The actor continues to be immensely captivating in her role, a role that appears especially custom-fit to her strengths. (She also designed CW's striking wardrobe.) While the follow-up's focus leans heavily into CW — the first film felt more equally divided between the two women — it still functions as a story of rival investigators, as Madison and CW employ fabricated profiles, social media surveillance, and an apparently limitless travel fund to chase or evade one another. Of course, maybe the vast resources isn’t necessary. Online personalities possess a knack for gaining access to posh places at little cost, an ability that CW echoes through her more blatant scheming.
Resourceful Production and Cinematic Travelogue
The filmmakers behind Influencers appear equally ingenious in locating beautiful places to film, although they were likely less nefarious about it. Most of the film appears to be filmed in real places, providing it an authentic gravity that lingers even when many scenes involve a handful of actors of people looking at computer or phone screens.
It’s the same principle that made the James Bond movies look so persistently lavish for decades: Yes, explosive action and visual effects can show off large spending, however just providing a travelogue of sorts for the audience also feels inherently cinematic. This is especially fitting for a narrative so dependent on the simultaneous superficial glamour and try-hard grind of creating envy-inducing digital content.
Every character in Bali, similar to those who were in Thailand in the first film, seem to have access to impossibly chic contemporary villas; films exist concerning beach rescuers which don't feature this much aerial pool video. These individuals must believably inhabit these lush, far-flung locations to emphasize the uneasy irony of how frequently everyone — including the woman wreaking vengeance upon the online stars' self-centered phoniness — nonetheless spends plenty of time under the light of their devices.
Balanced Depictions and Tech-Savvy Tension
At the same time, Harder hasn’t authored a screed against the emptiness of online fame. While it can be gratifying to see CW exploit various online personalities, and a Hitchcockian sense of identification lets us to wish she evades capture, the filmmaker is somewhat sympathetic to the major influencer characters. In the first movie, he keyed into the loneliness Madison experienced while on ostensibly dream getaways. Here, the director appears confident that merely watching Jacob in action will make it clear that he’s peddling false masculinity to other gullible men; he resists caricaturing the character. He even grants Jacob a degree of respect by showing his true devotion to his partner; he’s a hypocrite, yet Ariana is a partner in his hypocrisy, not someone exploited by it.
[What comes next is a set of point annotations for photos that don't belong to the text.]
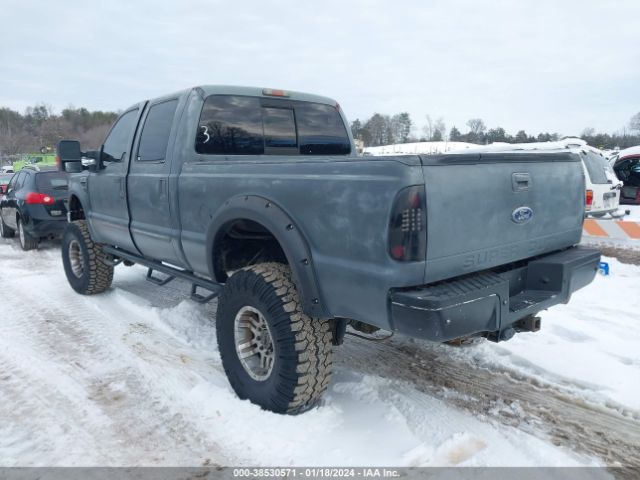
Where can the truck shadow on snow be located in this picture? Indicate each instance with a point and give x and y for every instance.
(451, 374)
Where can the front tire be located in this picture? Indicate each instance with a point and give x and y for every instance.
(5, 230)
(27, 242)
(272, 352)
(85, 264)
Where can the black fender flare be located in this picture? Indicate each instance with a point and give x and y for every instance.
(287, 233)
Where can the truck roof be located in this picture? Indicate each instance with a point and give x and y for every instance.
(255, 92)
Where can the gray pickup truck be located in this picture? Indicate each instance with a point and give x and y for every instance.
(257, 197)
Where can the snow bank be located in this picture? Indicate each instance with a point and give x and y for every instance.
(130, 378)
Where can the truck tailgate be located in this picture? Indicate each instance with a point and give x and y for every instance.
(498, 208)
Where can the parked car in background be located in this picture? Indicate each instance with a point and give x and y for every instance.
(602, 187)
(626, 165)
(4, 181)
(33, 205)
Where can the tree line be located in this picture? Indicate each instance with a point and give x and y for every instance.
(385, 130)
(39, 128)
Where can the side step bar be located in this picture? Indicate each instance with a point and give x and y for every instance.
(172, 273)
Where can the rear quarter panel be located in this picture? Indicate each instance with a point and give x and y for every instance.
(341, 206)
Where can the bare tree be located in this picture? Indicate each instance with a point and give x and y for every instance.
(634, 123)
(476, 126)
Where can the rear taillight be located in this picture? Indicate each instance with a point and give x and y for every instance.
(589, 199)
(33, 198)
(408, 225)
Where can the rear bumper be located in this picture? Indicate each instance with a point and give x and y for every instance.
(46, 228)
(490, 302)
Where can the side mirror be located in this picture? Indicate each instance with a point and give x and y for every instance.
(69, 156)
(90, 160)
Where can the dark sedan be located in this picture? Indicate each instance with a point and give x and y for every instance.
(34, 206)
(4, 181)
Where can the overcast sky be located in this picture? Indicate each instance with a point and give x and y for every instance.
(557, 66)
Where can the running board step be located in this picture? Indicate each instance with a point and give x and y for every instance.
(171, 272)
(196, 297)
(156, 280)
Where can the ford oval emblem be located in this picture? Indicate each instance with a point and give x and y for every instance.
(522, 215)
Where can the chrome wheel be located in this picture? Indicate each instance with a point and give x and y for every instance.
(75, 258)
(254, 343)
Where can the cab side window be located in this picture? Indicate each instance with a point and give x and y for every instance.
(156, 130)
(118, 141)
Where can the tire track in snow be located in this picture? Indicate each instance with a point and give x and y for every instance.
(504, 396)
(57, 341)
(62, 326)
(501, 395)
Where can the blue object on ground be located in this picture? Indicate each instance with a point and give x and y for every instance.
(603, 268)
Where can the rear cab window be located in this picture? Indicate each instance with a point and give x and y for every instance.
(597, 167)
(244, 125)
(155, 132)
(52, 181)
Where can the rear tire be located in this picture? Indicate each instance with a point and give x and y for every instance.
(85, 263)
(27, 242)
(259, 314)
(5, 230)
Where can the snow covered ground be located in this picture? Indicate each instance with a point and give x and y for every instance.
(133, 377)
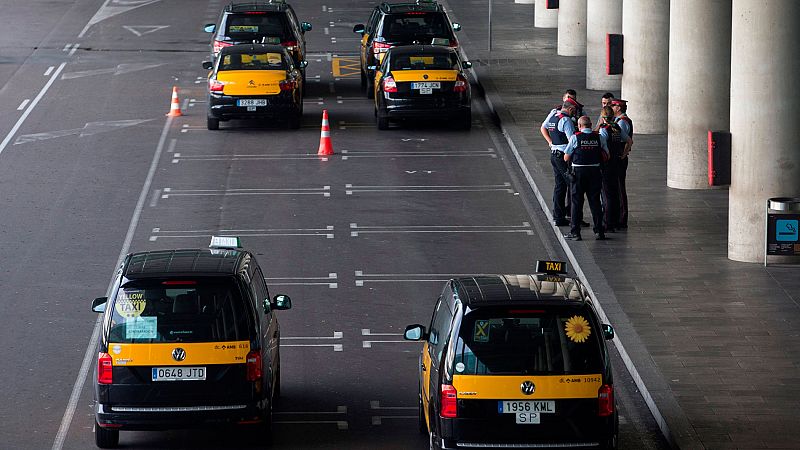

The flip side of Harder’s even-keeled presentation is that it can sometimes appear as if he is acknowledging elements of modern online life without deeply exploring them further. This is especially true regarding how he brings AI into the story, a fascinating turn which misses the psychosexual kick it should have. The retitled sequel for the film might give fans of the first movie hope for an Aliens-style escalation, and the movie does eventually provide exactly that, with an appropriately chaotic climax. However, initially, it’s more like a polished Alfred Hitchcock movie than an frenzied, technology-obsessed De Palma-style shocker. Influencers’ heavy use of actual places may also be what keeps it from coming across like utter horror. Our society may be overrun with always-online creators, digital deception, and self-serving tourism, but reality itself remains present, for now.